What’s happening to contractor relationships is what happened to travel agencies in the 2000s and mortgage brokers in the 2010s. The human middleman doesn’t disappear — but they stop being the primary interface. The agent becomes the primary interface. The human shows up for the parts that actually require a human.

For restoration work, that means the agent handles: availability confirmation, rate negotiation, materials pre-ordering, schedule coordination, invoice generation. The contractor handles: showing up, doing skilled physical work, and making judgment calls that require eyes on a problem.

From my side as the general contractor, I’m increasingly dispatching to agents, not people. Which means my systems need to speak agent. If I’m still sending PDF work orders and waiting for email confirmations, I’m adding friction into a pipeline that the best contractors are now running frictionlessly.

What UCP Means for Service-Based Commerce

Most of the conversation around Universal Commerce Protocol focuses on product commerce — buying things, checkout flows, inventory. But the more interesting frontier for my industry is service commerce: scheduling, capacity, compliance, licensing.

A licensed contractor carries credentials. Insurance certificates. State licensing numbers. Background check status. When an agent is negotiating a subcontract, all of that needs to flow as structured, machine-readable data — not as PDFs the other side has to manually review.

That’s a protocol problem. Right now every platform that manages contractor relationships has built its own schema for this. My dispatch software speaks one language. My insurance carrier speaks another. The licensing board database speaks a third. An agent trying to assemble a complete compliance picture for a subcontractor has to stitch together four different data models.

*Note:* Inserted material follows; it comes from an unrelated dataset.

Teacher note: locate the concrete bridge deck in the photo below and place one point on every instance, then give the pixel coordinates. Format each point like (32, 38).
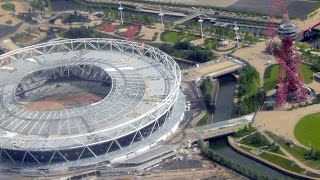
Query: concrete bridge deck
(213, 69)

The industry that figures out a common schema for service-provider credentials — with agent-readable trust signals baked in — is going to own contractor dispatch for the next decade.

The Part That Actually Worries Me

Here’s my honest concern: when agents are negotiating with agents, the things that made my contractor relationships good tend to evaporate. I know which guys I can call at 11pm for an emergency flood. I know who’s going to be straight with me when a job is more complicated than the original scope. I know who takes pride in their work versus who’s optimizing their hourly rate.

None of that is in the data model. None of that gets transmitted agent to agent.

I don’t think the answer is “don’t use agents.” I think the answer is being deliberate about what stays human. Emergency dispatch stays human in my operation. Scope change conversations stay human. Anything where context and relationship actually matter — that stays human. Everything that’s just coordination, paperwork, and scheduling — let the agents handle it. They’re better at it anyway.

The contractors who understand this split are going to thrive. The ones who either resist agents entirely or outsource everything to agents without thinking are both going to struggle. It’s a new kind of professional intelligence — knowing which parts of your work actually require you.